Another Bloomberg story said Byron Allen, chairman/CEO of Allen Media Group, has made a $10 billion deal to buy ABC TV Network, ABC TV stations and other Disney cable TV networks -- FX and NatGeo.
Responding to a Television News Daily inquiry, a Disney representative said:
“While we are open to considering a variety of strategic options for our linear businesses, at this time The Walt Disney Company has made no decision with respect to the divestiture of ABC or any other property and any report to that effect is unfounded.”
If the Nexstar-Disney deal were to occur, Brian Wieser, media analyst of Madison and Wall, said:
“ABC would add to [Nexstar’s] existing $2 billion-plus of annual ad revenue to become almost as big as Fox.

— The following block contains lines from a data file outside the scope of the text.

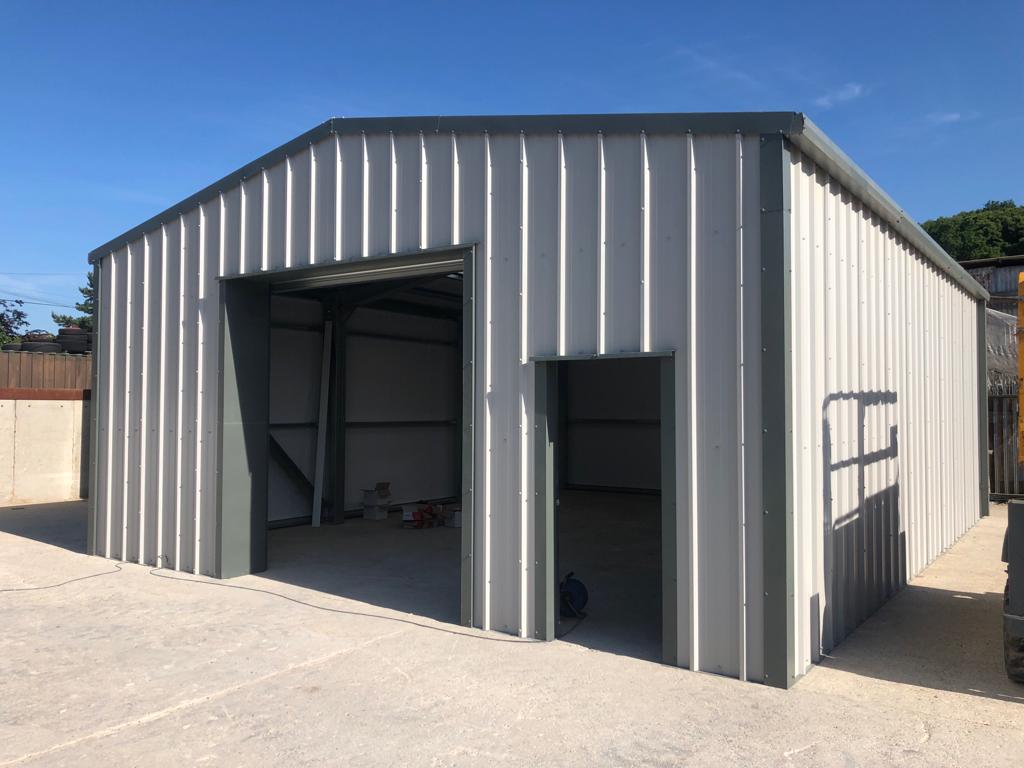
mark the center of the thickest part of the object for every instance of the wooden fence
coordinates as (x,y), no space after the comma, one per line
(45,371)
(1005,474)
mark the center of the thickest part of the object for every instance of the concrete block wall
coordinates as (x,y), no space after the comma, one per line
(43,450)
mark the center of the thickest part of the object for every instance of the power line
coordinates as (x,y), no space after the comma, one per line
(37,274)
(37,303)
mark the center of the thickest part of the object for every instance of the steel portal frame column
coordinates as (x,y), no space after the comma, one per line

In fact, as a seller of advertising it would become larger than Snap, placing Nexstar as the 12th largest seller of advertising globally, and probably a top 10 seller in the U.S.”
Steven Cahall, media analyst for Wells Fargo Securities, said: “We think investors are in favor of Disney shedding these lower growth linear assets.” Cahall believes this could happen even though the sales of those businesses would be inked at lower than the current Disney enterprise value-to-cash flow sales multiple.

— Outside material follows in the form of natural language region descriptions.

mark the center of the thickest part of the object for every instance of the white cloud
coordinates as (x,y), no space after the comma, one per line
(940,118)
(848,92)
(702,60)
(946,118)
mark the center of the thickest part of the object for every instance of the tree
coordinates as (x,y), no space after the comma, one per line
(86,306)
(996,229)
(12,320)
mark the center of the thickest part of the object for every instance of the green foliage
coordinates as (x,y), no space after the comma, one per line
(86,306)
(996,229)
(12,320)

Cahall went on to say: “The next question is if other networks will follow -- such as FX, Disney channels, Nat Geo, etc. -- [with Disney] keeping those content creation engines.”
This comes as legacy media companies are frantically working to boost growth and profitability of streaming services and perhaps jettison slower growing linear TV business, according to analysts.

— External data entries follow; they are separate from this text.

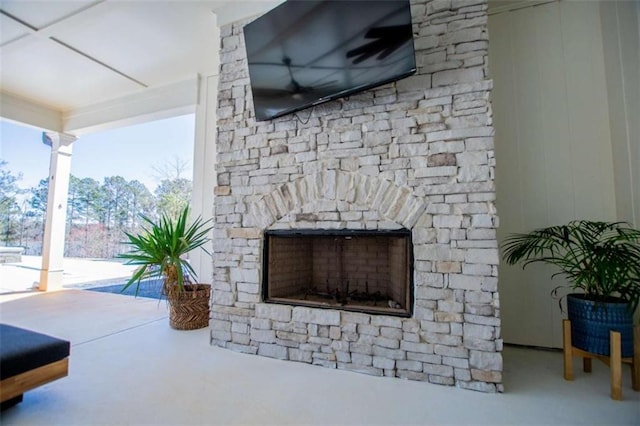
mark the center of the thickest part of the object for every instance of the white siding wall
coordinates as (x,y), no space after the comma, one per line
(553,145)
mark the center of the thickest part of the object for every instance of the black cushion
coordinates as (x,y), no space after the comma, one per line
(23,350)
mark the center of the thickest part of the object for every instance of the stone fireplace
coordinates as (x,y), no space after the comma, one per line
(353,270)
(361,235)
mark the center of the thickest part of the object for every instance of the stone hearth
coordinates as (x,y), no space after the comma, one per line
(416,154)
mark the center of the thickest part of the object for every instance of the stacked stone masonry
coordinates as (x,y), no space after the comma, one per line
(415,154)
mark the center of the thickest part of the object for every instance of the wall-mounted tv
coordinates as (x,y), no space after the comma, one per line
(303,53)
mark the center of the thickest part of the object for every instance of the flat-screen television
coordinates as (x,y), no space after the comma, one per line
(303,53)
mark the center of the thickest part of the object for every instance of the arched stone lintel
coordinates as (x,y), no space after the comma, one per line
(392,202)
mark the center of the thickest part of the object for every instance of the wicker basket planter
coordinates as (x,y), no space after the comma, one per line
(189,309)
(592,321)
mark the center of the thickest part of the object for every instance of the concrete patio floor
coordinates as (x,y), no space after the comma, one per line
(128,366)
(24,276)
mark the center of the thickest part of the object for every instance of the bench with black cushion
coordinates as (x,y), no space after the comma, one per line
(27,360)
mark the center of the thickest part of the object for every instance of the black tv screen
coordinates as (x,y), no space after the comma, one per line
(303,53)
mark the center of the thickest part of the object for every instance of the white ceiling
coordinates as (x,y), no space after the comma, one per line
(64,63)
(65,55)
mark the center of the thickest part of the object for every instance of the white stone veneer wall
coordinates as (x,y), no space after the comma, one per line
(416,154)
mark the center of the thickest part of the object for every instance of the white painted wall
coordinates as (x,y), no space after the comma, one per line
(554,153)
(621,38)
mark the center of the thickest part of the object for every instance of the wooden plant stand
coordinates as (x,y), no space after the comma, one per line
(614,360)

In July Bob Iger, chief executive officer of Walt Disney, on CNBC said the company was mulling the idea of selling the company's linear TV networks.
At that time, he said:
“There clearly is content that [those networks] create that is core to Disney, but the distribution model, the business model that forms the underpinning of that business — and that is delivering great profits over the years — is definitely broken, and we have to call it like it is.”
The recently agreed to Disney-Charter distribution deal is ground-breaking in its own regard, according to analysts, because it includes, for the first time, streaming app distribution, for Disney+ and ESPN+ , as part of traditional broadcast/cable TV network distribution deal-making.
Streaming services and legacy TV networks can be now sold in one TV bundle to consumers.
For many analysts this changes the original streaming business strategy model -- morphing a direct-to-consumer' model to now include traditional TV ‘middlemen’ distribution such as cable operators, satellite and telco pay TV providers.